Les protocoles de resttaking liquide ajoutent une incitation supplémentaire, en donnant aux utilisateurs des jetons LRT qui peuvent être déposés ailleurs, de sorte que les restakers peuvent en effet maintenir leur liquidité tout en gagnant ces points EigenLayer.

À titre d’exemple, Kelp DAO fournit aux déposants ses jetons rsETH natifs, qui peuvent être échangés à tout moment. Puffer Finance fournit aux utilisateurs des jetons pufETH, tandis qu’Ether.Fi distribue des ETHFI à ses investisseurs.

Certains protocoles de re-staking liquide vont encore plus loin. Par exemple, Pendle Finance divise les jetons de staking liquide en deux jetons distincts et les donne tous les deux aux investisseurs. Il propose des jetons de rendement et des jetons de principal, ouvrant ainsi des opportunités de trading à effet de levier.

Pendant ce temps, Kelp DAO a mis au point une autre incitation intelligente sous la forme de ses jetons KEP, qui sont frappés et donnés aux déposants à la place des points EigenLayer qu’ils gagneraient normalement s’ils restaient directement en jeu.

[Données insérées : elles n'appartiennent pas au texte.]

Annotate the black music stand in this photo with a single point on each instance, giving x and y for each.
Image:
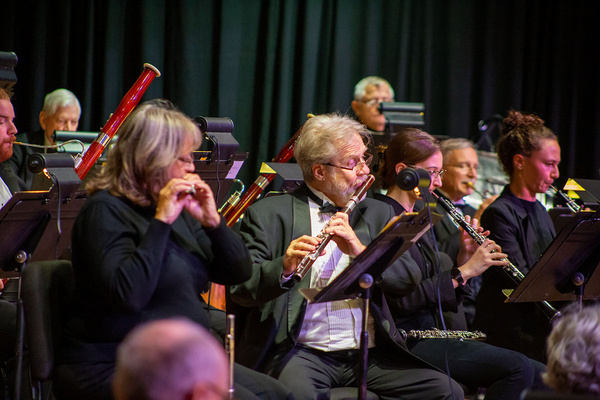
(218, 160)
(287, 179)
(26, 234)
(356, 280)
(567, 271)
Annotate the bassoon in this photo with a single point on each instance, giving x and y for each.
(85, 161)
(234, 210)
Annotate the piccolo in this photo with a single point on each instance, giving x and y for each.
(574, 207)
(513, 272)
(311, 257)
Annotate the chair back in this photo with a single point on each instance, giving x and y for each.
(47, 289)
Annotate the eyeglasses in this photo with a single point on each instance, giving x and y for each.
(186, 160)
(376, 102)
(365, 162)
(434, 174)
(466, 166)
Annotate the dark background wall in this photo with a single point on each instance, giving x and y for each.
(266, 64)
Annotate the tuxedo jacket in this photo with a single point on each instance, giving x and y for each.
(273, 312)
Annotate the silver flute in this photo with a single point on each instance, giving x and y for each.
(513, 272)
(311, 257)
(230, 349)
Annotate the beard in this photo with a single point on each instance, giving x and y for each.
(341, 189)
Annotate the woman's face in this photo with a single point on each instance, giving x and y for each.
(433, 165)
(184, 164)
(541, 168)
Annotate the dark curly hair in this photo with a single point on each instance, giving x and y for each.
(521, 134)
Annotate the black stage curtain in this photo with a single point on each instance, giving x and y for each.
(266, 64)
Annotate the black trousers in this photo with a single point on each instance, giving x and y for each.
(311, 374)
(504, 373)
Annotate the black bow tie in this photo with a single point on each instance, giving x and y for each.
(329, 208)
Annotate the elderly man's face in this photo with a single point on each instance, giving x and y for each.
(64, 119)
(8, 130)
(461, 170)
(369, 114)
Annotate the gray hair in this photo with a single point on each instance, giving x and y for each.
(449, 145)
(361, 87)
(59, 98)
(321, 138)
(573, 349)
(150, 140)
(165, 359)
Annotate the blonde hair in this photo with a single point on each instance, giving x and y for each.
(150, 141)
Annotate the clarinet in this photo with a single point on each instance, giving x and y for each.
(513, 272)
(311, 257)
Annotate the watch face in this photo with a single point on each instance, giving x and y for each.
(456, 274)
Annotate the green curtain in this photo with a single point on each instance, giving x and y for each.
(266, 64)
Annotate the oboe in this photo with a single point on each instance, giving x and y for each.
(513, 272)
(311, 257)
(574, 207)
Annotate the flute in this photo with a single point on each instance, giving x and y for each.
(513, 272)
(230, 350)
(311, 257)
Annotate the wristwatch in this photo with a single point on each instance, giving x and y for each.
(456, 274)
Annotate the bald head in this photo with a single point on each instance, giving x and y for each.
(170, 359)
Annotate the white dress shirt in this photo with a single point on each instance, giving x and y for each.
(333, 325)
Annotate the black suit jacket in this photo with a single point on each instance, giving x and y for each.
(274, 312)
(522, 325)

KEP offre aux utilisateurs un moyen d’échanger ces points EigenLayer et de les exploiter dans des protocoles d’emprunt et de prêt, ce qui représente une quatrième incitation. Les investisseurs peuvent gagner du rendement ETH, du rendement de re-staking et du rendement de re-staking liquide, puis emporter leur KEP ailleurs pour gagner encore plus de récompenses via un autre protocole DeFi.

Raisons de se méfier

À première vue, la possibilité de gagner quatre rendements distincts sur un seul investissement semble insensée, et nombreux sont ceux qui pensent que l’ensemble du mouvement de re-staking liquide est incroyablement risqué et spéculatif, et il y a de bonnes raisons pour lesquelles ils pensent de cette façon.

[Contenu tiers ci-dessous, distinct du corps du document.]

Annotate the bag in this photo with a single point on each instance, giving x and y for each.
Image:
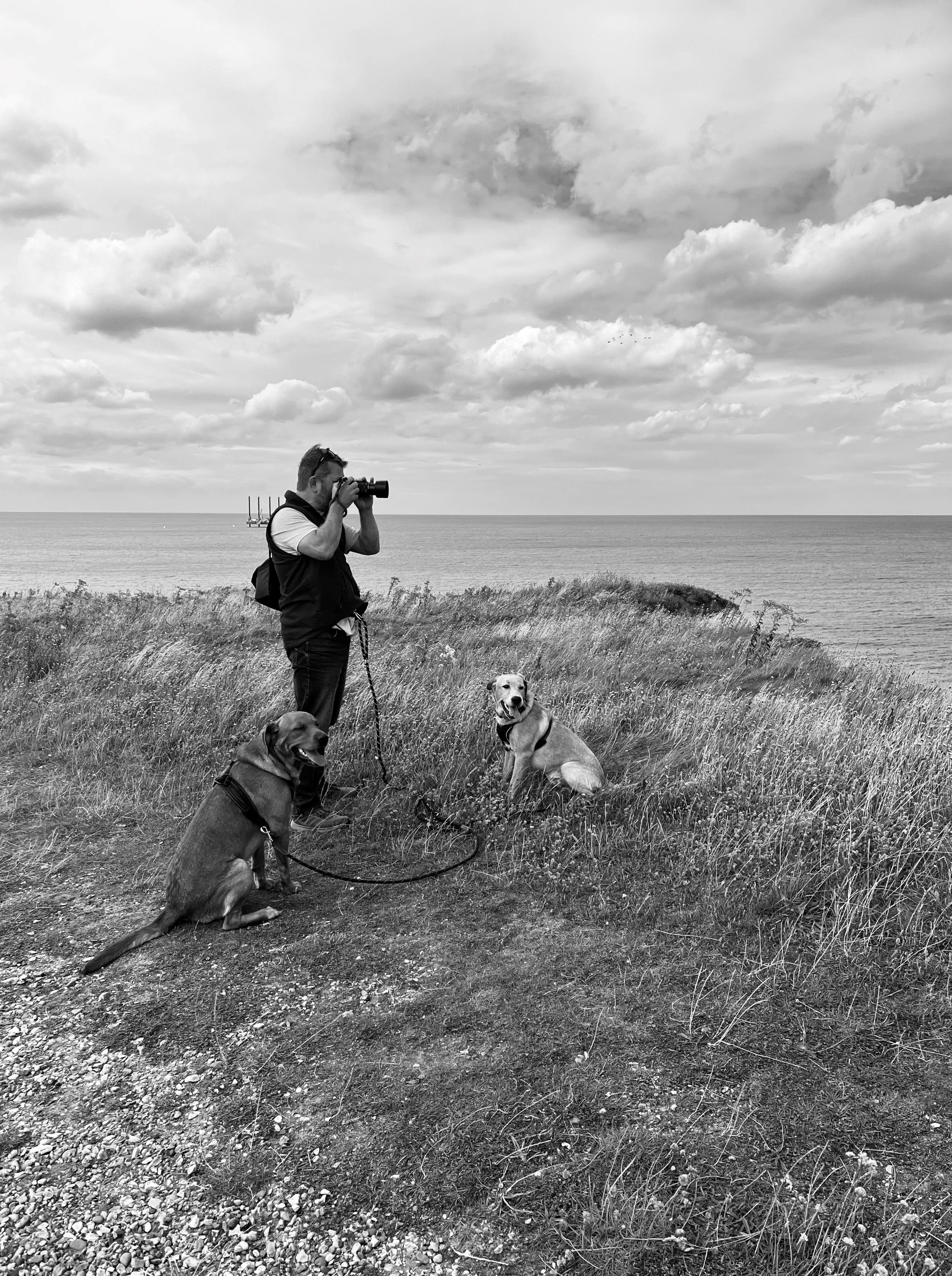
(267, 587)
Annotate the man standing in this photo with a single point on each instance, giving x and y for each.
(319, 604)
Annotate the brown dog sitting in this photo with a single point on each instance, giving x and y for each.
(221, 856)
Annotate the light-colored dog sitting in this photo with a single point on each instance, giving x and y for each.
(535, 742)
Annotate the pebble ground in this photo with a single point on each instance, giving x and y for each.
(101, 1167)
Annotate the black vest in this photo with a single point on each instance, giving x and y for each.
(316, 594)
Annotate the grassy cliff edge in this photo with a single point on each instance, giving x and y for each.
(702, 1022)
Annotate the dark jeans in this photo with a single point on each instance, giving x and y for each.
(321, 671)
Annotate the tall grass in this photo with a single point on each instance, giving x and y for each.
(784, 816)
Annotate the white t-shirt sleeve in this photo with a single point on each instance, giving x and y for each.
(289, 528)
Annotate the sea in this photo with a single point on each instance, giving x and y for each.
(873, 587)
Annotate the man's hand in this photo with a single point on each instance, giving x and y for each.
(348, 492)
(364, 502)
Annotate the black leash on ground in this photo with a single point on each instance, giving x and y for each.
(423, 807)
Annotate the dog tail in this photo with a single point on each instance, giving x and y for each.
(580, 777)
(163, 924)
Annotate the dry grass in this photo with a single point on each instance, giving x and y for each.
(702, 1024)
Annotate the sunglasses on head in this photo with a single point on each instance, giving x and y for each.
(327, 455)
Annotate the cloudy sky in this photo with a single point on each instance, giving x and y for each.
(516, 257)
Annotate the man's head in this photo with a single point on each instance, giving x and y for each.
(317, 474)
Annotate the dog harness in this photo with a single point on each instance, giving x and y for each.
(244, 802)
(503, 730)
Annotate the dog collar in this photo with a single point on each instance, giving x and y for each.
(503, 730)
(244, 802)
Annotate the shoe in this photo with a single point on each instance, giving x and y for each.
(339, 793)
(316, 820)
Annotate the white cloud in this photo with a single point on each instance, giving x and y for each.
(917, 415)
(32, 154)
(72, 381)
(493, 144)
(881, 253)
(611, 354)
(864, 173)
(296, 401)
(674, 423)
(157, 280)
(406, 367)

L’offre principale d’EigenLayer n’est pas encore opérationnelle et il existe un risque que ses AVS ne rapportent pas le type de récompenses que les investisseurs espèrent. Si cela se produit, il est probable que beaucoup fuiront l’écosystème d’EigenLayer au profit de protocoles plus attrayants.

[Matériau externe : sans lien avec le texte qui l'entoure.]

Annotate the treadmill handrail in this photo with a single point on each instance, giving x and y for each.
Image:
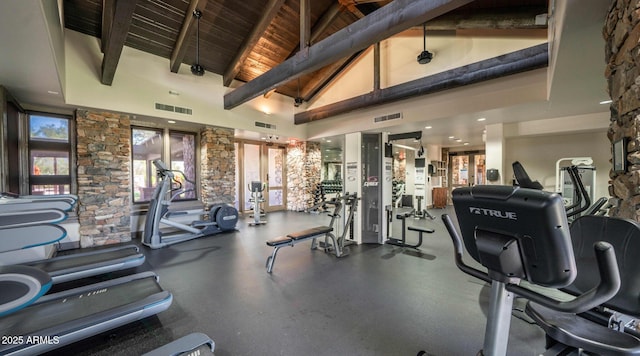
(77, 328)
(605, 290)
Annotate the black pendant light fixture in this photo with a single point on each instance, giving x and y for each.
(426, 56)
(196, 68)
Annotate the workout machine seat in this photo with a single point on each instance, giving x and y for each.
(192, 344)
(90, 263)
(523, 178)
(298, 236)
(314, 231)
(583, 330)
(519, 233)
(59, 319)
(278, 241)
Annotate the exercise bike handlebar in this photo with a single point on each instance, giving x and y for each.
(605, 290)
(581, 192)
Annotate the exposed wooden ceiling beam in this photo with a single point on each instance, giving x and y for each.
(108, 6)
(508, 64)
(379, 25)
(522, 18)
(522, 21)
(318, 82)
(305, 23)
(122, 15)
(269, 13)
(180, 48)
(325, 21)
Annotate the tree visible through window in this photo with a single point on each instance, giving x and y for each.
(49, 153)
(149, 144)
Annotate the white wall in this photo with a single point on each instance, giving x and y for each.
(142, 79)
(538, 155)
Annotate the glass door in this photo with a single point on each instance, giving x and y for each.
(251, 172)
(468, 170)
(276, 182)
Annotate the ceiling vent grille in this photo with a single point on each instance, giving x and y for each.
(382, 118)
(265, 125)
(178, 109)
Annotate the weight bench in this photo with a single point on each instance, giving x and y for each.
(402, 242)
(299, 236)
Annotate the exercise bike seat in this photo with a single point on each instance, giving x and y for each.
(574, 329)
(523, 178)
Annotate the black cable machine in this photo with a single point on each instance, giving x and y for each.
(517, 234)
(37, 325)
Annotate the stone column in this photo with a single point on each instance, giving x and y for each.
(304, 162)
(622, 35)
(218, 165)
(104, 177)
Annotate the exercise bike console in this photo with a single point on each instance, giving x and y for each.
(220, 217)
(519, 233)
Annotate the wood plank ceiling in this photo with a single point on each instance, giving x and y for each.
(242, 40)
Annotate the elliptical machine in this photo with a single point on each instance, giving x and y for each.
(257, 198)
(220, 217)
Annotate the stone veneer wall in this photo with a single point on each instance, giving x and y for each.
(218, 165)
(304, 163)
(622, 36)
(104, 177)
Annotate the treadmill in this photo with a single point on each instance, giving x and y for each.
(90, 263)
(59, 319)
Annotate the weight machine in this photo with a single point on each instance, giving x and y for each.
(256, 188)
(218, 218)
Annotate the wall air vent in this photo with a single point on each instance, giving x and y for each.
(178, 109)
(265, 125)
(382, 118)
(164, 107)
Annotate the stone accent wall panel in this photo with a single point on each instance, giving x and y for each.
(218, 165)
(621, 32)
(104, 177)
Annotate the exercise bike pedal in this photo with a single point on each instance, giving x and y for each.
(202, 223)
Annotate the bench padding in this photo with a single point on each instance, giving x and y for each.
(421, 229)
(282, 240)
(304, 234)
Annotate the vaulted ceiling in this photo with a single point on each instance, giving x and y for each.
(242, 40)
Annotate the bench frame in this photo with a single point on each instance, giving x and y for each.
(292, 239)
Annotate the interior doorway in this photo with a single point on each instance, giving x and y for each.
(265, 163)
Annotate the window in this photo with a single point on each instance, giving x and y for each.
(176, 149)
(49, 155)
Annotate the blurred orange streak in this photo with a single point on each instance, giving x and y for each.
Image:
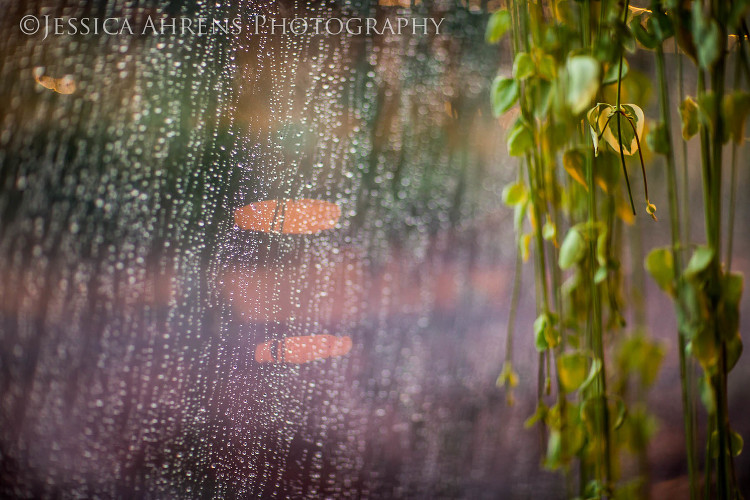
(305, 216)
(298, 350)
(325, 289)
(65, 85)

Il existe également un risque que les points EigenLayer finissent par échouer. Les parachutages prévus n’ont pas encore été confirmés et il est fort possible qu’ils n’aient jamais lieu. Les jetons parachutés pourraient également être des échecs – si cela se produit, les points perdraient rapidement toute leur valeur spéculative actuelle. Ce qui est encore plus dangereux, c’est que le système de points EigenLayer manque de transparence car il n’est pas basé sur la blockchain, il n’y a donc aucun moyen pour quiconque de savoir combien de points sont en circulation.

Certains disent que la spéculation autour du resttaking liquide est similaire au boom du yield farming qui s’est produit au cours du dernier été DeFi en 2021. À cette époque, des milliards de dollars de jetons ont afflué dans des protocoles comme Terra et Olympus, qui promettaient des rendements incroyables aux investisseurs, mais qui sont finalement tombés à plat.

Un changement radical pour la DeFi ?

Malgré ces préoccupations bien réelles, les partisans du resttaking liquide estiment que le boom actuel repose sur des bases plus stables, car EigenLayer a le potentiel de prendre en charge une toute nouvelle génération de réseaux blockchain et de dApps avec une sécurité bien plus grande.

En améliorant la liquidité, en améliorant l’efficacité du capital et en ouvrant de nouvelles opportunités pour les investisseurs, le resttaking liquide promet d’être un mécanisme puissant qui renforcera la valeur de l’écosystème DeFi global.

L’ensemble du secteur suivra de très près les progrès d’EigenLayer, et si le système proposé fonctionne comme il se doit, nous pourrions assister à une explosion d’intérêt pour le resttaking liquide bien plus importante que ce qui s’est produit jusqu’à présent.